A Orelha Eurídice
A arena foi tomada pelo cheiro acre de sangue e suor. Lawrence, o toureiro renomado, erguia a espada manchada enquanto o público aplaudia seu triunfo sobre mais um touro. Mas, naquele dia, sua mente estava distante, em outro lugar, inserida em uma única pessoa: Eurídice. Os olhos dela, a pele delicada, o cabelo que caía em cascatas suaves... tudo nela o fascinava, o enfeitiçava, o obcecava. Mas ela não o queria.
Euridice, a bela dançarina que iluminava qualquer palco que pisasse, nunca tinha dado a Lawrence mais do que um olhar educado. Não importava o quanto ele tentava impressioná-la com seus feitos na arena, ela sempre o tratava com a mesma indiferença cortante. Isso é uma corrosão por dentro.
As noites de Lawrence se transformaram em pesadelos vívidos, onde a figura de Eurídice dançava entre as sombras, sempre inalcançáveis. Em seus sonhos, ele a sequestrava, a levava para um local remoto onde ninguém mais poderia admirá-la, onde ela seria sua, e somente sua. Mas havia uma coisa que ele desejava acima de tudo: sua orelha, um símbolo de submissão, uma prova de que ela pertencia a ele, mesmo que apenas em suas fantasias.
Ele via o ato em sua mente repetidamente: o corte preciso, a pele macia cedendo à lâmina afiada, o grito abafado de Eurídice enquanto ele segurava a orelha ensanguentada em suas mãos trêmulas. A satisfação sombria tomou conta desses devaneios, como se finalmente tivesse conquistado aquilo que o atormentava.
A obsessão de Lawrence o consumia. Ele mal dormia, mal comia. Passava os dias em um transe, a visão de Eurídice dançando em sua mente o tempo todo. O público que antes o adorava começou a notar sua queda; seus movimentos na arena eram mais lentos, seus reflexos mais fracos. Mas nada disso importava para ele. A única coisa que importava era Eurídice e o que ele faria com ela.
Então, numa noite tempestuosa, Lawrence desapareceu.
A cidade estava em alvoroço. As pessoas cochichavam nos cafés e nas praças sobre o paradeiro do toureiro. E quanto a Eurídice? Ela estava desaparecida também? As histórias se espalharam como fogo, cada uma mais assustadora do que a anterior.
Mas a verdade era bem diferente.
Eurídice estava em casa, segura e completamente alheia aos devaneios de Lawrence. Ela nunca havia sido sequestrada, nunca tinha sido tocada por ele. Sua vida continuou normalmente, cheia de ensaios, apresentações e aplausos.

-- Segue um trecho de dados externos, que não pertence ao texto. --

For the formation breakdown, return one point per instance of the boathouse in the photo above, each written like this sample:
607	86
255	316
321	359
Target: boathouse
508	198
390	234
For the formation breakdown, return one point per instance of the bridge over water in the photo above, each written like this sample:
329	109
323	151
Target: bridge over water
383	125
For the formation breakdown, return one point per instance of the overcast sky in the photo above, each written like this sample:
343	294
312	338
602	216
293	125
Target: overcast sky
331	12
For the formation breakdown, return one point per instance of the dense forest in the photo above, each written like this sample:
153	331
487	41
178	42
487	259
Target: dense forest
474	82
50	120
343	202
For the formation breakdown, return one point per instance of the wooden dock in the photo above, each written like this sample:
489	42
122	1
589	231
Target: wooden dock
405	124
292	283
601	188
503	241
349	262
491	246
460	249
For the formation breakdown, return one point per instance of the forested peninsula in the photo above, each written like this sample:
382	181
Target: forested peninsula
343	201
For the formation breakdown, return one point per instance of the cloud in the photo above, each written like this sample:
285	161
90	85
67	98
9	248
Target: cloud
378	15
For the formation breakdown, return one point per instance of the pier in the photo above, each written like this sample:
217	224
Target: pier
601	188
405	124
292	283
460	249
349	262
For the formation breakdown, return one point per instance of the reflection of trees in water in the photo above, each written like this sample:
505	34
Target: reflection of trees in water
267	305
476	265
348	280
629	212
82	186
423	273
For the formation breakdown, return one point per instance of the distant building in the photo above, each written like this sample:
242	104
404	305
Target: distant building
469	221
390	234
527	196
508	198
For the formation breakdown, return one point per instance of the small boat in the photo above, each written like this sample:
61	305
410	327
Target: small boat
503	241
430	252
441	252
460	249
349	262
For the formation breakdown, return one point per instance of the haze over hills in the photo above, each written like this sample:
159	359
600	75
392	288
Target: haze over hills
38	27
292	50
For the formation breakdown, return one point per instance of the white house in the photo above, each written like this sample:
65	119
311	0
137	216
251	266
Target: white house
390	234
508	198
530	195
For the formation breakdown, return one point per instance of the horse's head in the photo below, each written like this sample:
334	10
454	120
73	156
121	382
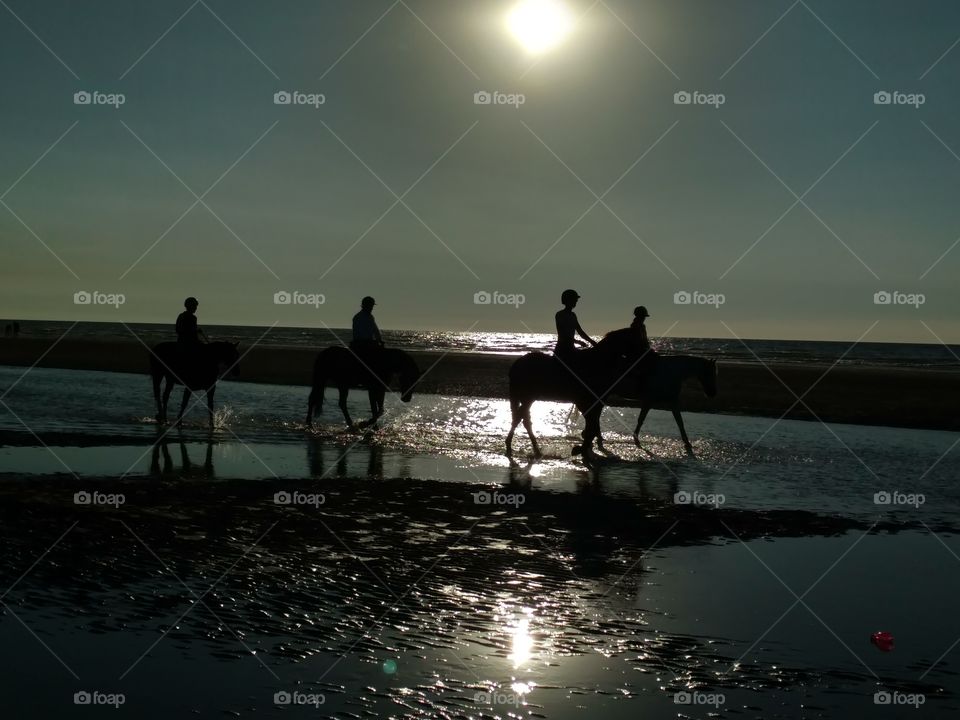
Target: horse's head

Lawrence, no entanto, estava preso em sua própria mente. Quando finalmente o retornou, ele estava em um canto de um sanatório, murmurando para si mesmo, as mãos manchadas de sangue... seu próprio sangue. Em sua loucura, ele cortou a própria orelha, acreditando que era a de Eurídice.
Os médicos o diagnosticaram com esquizofrenia grave. Sua mente, consumida pela obsessão e delírios, havia criada uma realidade alternativa onde ele era o algoz de Eurídice. Agora, preso em um ciclo interminável de pesadelos, ele passava seus dias revivendo o momento de sua "conquista", enquanto na realidade, Euridice vivia livre, intocada e feliz, sem saber que era a musa dos horrores na mente de um homem destruído.
E assim, o toureiro Lawrence, outrora um herói nas arenas, se tornou um prisioneiro de sua própria loucura, enquanto Euridice continuava dançando, livre e inatingível a Lawrence como sempre foi.